Aegis Orchestrator
Core Concepts

Security Model

The two-layer AEGIS security model — infrastructure policy enforcement and SEAL protocol-level security.

Security Model

AEGIS enforces security at two independent layers that work in concert: infrastructure-level policy (declared in the agent manifest) and SEAL (Signed Envelope Attestation Layer, enforced at the tool call level). Both layers must be satisfied for any agent operation to proceed.

Some deployments also enable execution.tool_validation, a semantic pre-dispatch judge for selected tool calls. This is a safety control, not a third hard-security boundary. It can block a low-quality or dangerous tool intent before side effects occur, but it does not grant access, expand capabilities, or replace manifest policy or SEAL authorization.

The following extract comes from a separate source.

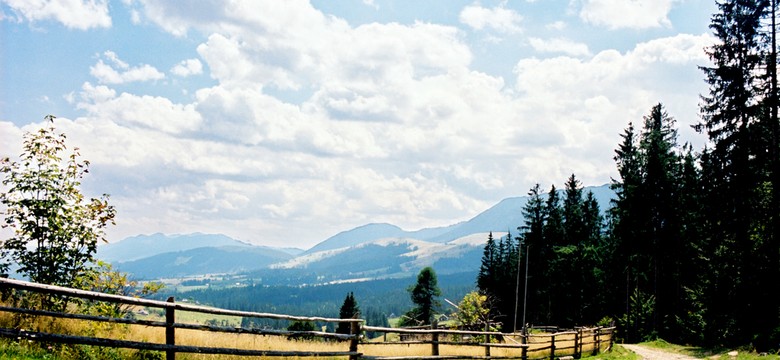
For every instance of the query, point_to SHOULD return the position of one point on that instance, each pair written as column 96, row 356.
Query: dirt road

Layer 1: Infrastructure Policy

Infrastructure policy is declared in the agent manifest under spec.security. It is evaluated by the orchestrator before the container starts and enforced by runtime and network controls during execution.

Network Policy

Controls which external domains the agent container is permitted to reach.

security:
  network:
    mode: allow          # "allow" = allowlist; "deny" = blocklist
    allowlist:
      - api.github.com
      - api.openai.com
      - pypi.org

In allow mode, all outbound connections not in the allowlist are blocked at the container network layer. In deny mode, all connections except those in the list are permitted.

Filesystem Policy

Controls which paths inside the container the agent may read from or write to.

security:
  filesystem:
    read:
      - /workspace
      - /agent
    write:
      - /workspace

Path restrictions are enforced by the AEGIS storage gateway at the AegisFSAL layer — not by kernel permissions. This means UID/GID of the running process are irrelevant; the gateway checks path prefix allowlists on every filesystem operation.

Resource Limits

CPU and memory ceilings prevent resource exhaustion.

security:
  resources:
    cpu: 1000              # millicores (1000 = 1 CPU core)
    memory: "1Gi"         # human-readable memory limit
    timeout: "300s"       # hard wall-clock timeout for the entire execution

Layer 2: SEAL (Signed Envelope Attestation Layer)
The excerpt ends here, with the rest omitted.